How to Split Your Data

This tutorial explains different data splitting strategies in Nkululeko for supervised machine learning experiments. Based on the blog post by Felix Burkhardt.

Why Split Data?

In supervised machine learning, you typically need three kinds of datasets:

Train data: To teach the model the relation between data and labels
Dev data (development): To tune meta-parameters of your model (e.g., number of neurons, batch size, learning rate)
Test data: To evaluate your model ONCE at the end to check on generalization

All of this is to prevent overfitting on your train and/or dev data. If you’ve used your test data for a while, you might need to find a new set, as chances are high that you overfitted on your test during experiments.

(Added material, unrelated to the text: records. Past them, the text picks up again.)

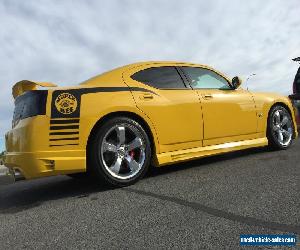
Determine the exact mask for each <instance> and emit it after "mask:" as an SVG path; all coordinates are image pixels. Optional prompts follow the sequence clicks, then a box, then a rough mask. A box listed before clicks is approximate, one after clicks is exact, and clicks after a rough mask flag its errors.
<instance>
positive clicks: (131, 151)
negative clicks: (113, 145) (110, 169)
mask: <svg viewBox="0 0 300 250" xmlns="http://www.w3.org/2000/svg"><path fill="white" fill-rule="evenodd" d="M134 154H135V153H134V150H131V151H130V152H129V155H130V157H131V159H133V157H134Z"/></svg>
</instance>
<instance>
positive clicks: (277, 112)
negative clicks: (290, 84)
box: [267, 105, 294, 150]
mask: <svg viewBox="0 0 300 250" xmlns="http://www.w3.org/2000/svg"><path fill="white" fill-rule="evenodd" d="M278 112H279V113H280V114H281V115H280V116H282V117H286V119H288V122H287V124H288V125H285V126H281V125H276V126H275V125H274V124H275V120H276V117H275V116H276V114H278ZM275 127H276V129H275ZM279 130H280V131H281V130H282V131H289V133H291V135H290V136H291V138H290V139H288V138H289V136H286V135H285V136H286V138H284V137H282V138H284V139H286V143H281V142H280V140H279V136H278V133H279V132H278V131H279ZM267 138H268V141H269V147H270V148H271V149H275V150H282V149H288V148H289V147H290V146H291V145H292V142H293V138H294V123H293V120H292V117H291V115H290V113H289V111H288V110H287V109H286V108H285V107H283V106H281V105H274V106H273V107H272V108H271V110H270V112H269V117H268V128H267Z"/></svg>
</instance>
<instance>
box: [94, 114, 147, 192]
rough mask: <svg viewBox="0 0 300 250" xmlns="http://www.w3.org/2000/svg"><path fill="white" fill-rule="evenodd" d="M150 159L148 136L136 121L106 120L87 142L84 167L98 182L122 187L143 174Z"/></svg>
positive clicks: (137, 177) (132, 182)
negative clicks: (87, 158)
mask: <svg viewBox="0 0 300 250" xmlns="http://www.w3.org/2000/svg"><path fill="white" fill-rule="evenodd" d="M150 159H151V146H150V141H149V138H148V135H147V134H146V132H145V131H144V129H143V128H142V126H141V125H140V124H139V123H137V122H136V121H134V120H132V119H129V118H126V117H117V118H113V119H111V120H109V121H107V122H106V123H105V124H103V125H102V126H101V127H100V128H99V129H98V130H97V131H96V134H95V135H94V137H93V138H92V139H91V142H90V146H89V149H88V162H89V163H88V164H89V168H90V170H91V172H92V174H93V175H95V176H96V177H97V178H98V180H101V181H103V180H104V181H105V182H107V183H109V184H111V185H113V186H117V187H122V186H127V185H131V184H133V183H135V182H136V181H138V180H139V179H140V178H142V177H143V176H144V174H145V173H146V172H147V170H148V168H149V165H150Z"/></svg>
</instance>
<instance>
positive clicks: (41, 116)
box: [5, 62, 297, 186]
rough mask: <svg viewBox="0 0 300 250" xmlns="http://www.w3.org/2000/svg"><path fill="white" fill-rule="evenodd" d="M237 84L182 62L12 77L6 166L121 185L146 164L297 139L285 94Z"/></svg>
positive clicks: (144, 167)
mask: <svg viewBox="0 0 300 250" xmlns="http://www.w3.org/2000/svg"><path fill="white" fill-rule="evenodd" d="M240 84H241V80H240V79H239V78H238V77H234V78H233V79H232V80H230V79H228V78H227V77H226V76H224V75H223V74H221V73H220V72H218V71H216V70H214V69H212V68H210V67H208V66H205V65H198V64H192V63H181V62H144V63H136V64H131V65H127V66H124V67H120V68H117V69H114V70H112V71H109V72H106V73H103V74H101V75H99V76H96V77H94V78H91V79H89V80H87V81H85V82H83V83H81V84H80V85H78V86H74V87H67V88H58V87H57V86H56V85H54V84H52V83H41V82H33V81H27V80H24V81H21V82H18V83H16V84H15V86H14V87H13V96H14V98H15V112H14V117H13V127H12V130H10V131H9V132H8V133H7V134H6V136H5V137H6V148H7V154H6V157H5V165H6V166H7V167H8V168H9V169H10V171H11V172H13V174H14V176H15V177H16V178H17V179H20V178H23V177H24V178H25V179H32V178H38V177H44V176H53V175H60V174H67V175H72V174H76V173H77V175H78V173H88V174H89V175H91V176H93V177H96V178H97V179H98V180H99V181H105V182H107V183H109V184H111V185H114V186H125V185H130V184H132V183H134V182H136V181H137V180H139V179H140V178H141V177H142V176H143V175H144V174H145V173H146V172H147V170H148V169H149V166H150V165H151V166H156V167H160V166H164V165H169V164H173V163H176V162H182V161H186V160H190V159H195V158H200V157H204V156H209V155H214V154H220V153H225V152H231V151H236V150H242V149H246V148H252V147H262V146H265V145H270V146H271V147H273V148H276V149H286V148H288V147H289V146H290V145H291V143H292V140H293V139H294V138H296V137H297V131H296V130H295V128H296V124H295V115H294V112H293V107H292V105H291V102H290V101H289V99H288V98H287V97H283V96H280V95H277V94H266V93H252V92H250V91H248V90H244V89H242V88H241V87H240ZM39 86H40V87H44V88H43V89H40V90H38V89H37V88H38V87H39Z"/></svg>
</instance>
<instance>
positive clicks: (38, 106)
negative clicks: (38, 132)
mask: <svg viewBox="0 0 300 250" xmlns="http://www.w3.org/2000/svg"><path fill="white" fill-rule="evenodd" d="M47 96H48V91H47V90H33V91H28V92H26V93H24V94H22V95H20V96H18V97H17V98H16V100H15V111H14V116H13V122H12V124H13V127H14V126H15V125H16V124H17V123H18V121H20V120H22V119H25V118H28V117H32V116H36V115H45V114H46V103H47Z"/></svg>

Rules for Good Data Splits

Train and dev can be from the same set, but the test set is ideally from a different database
If you don’t have much data: use an 80/20/20% split
If you have masses of data: use only so much dev and test that your population seems covered
If you have really little data: use k-fold cross-validation for train and dev, but the test set should still be separate

Split Strategies in Nkululeko

Nkululeko offers several split strategies configured via split_strategy in the [DATA] section:

1. Specified Split

Use predefined train and test files. Ideal when you have a standard benchmark dataset with official splits.

Configuration:

[DATA]
emodb.split_strategy = specified
emodb.test_tables = ['emotion.categories.test.gold_standard']
emodb.train_tables = ['emotion.categories.train.gold_standard']

Example: exp_emodb_split_specified.ini

Run:

python -m nkululeko.nkululeko --config examples/exp_emodb_split_specified.ini

When to use:

You have official benchmark splits
You want reproducible comparisons with other research
Dataset provides predefined train/test files

2. Random Split

Randomly assign samples to train and test sets. Simple but doesn’t guarantee speaker independence.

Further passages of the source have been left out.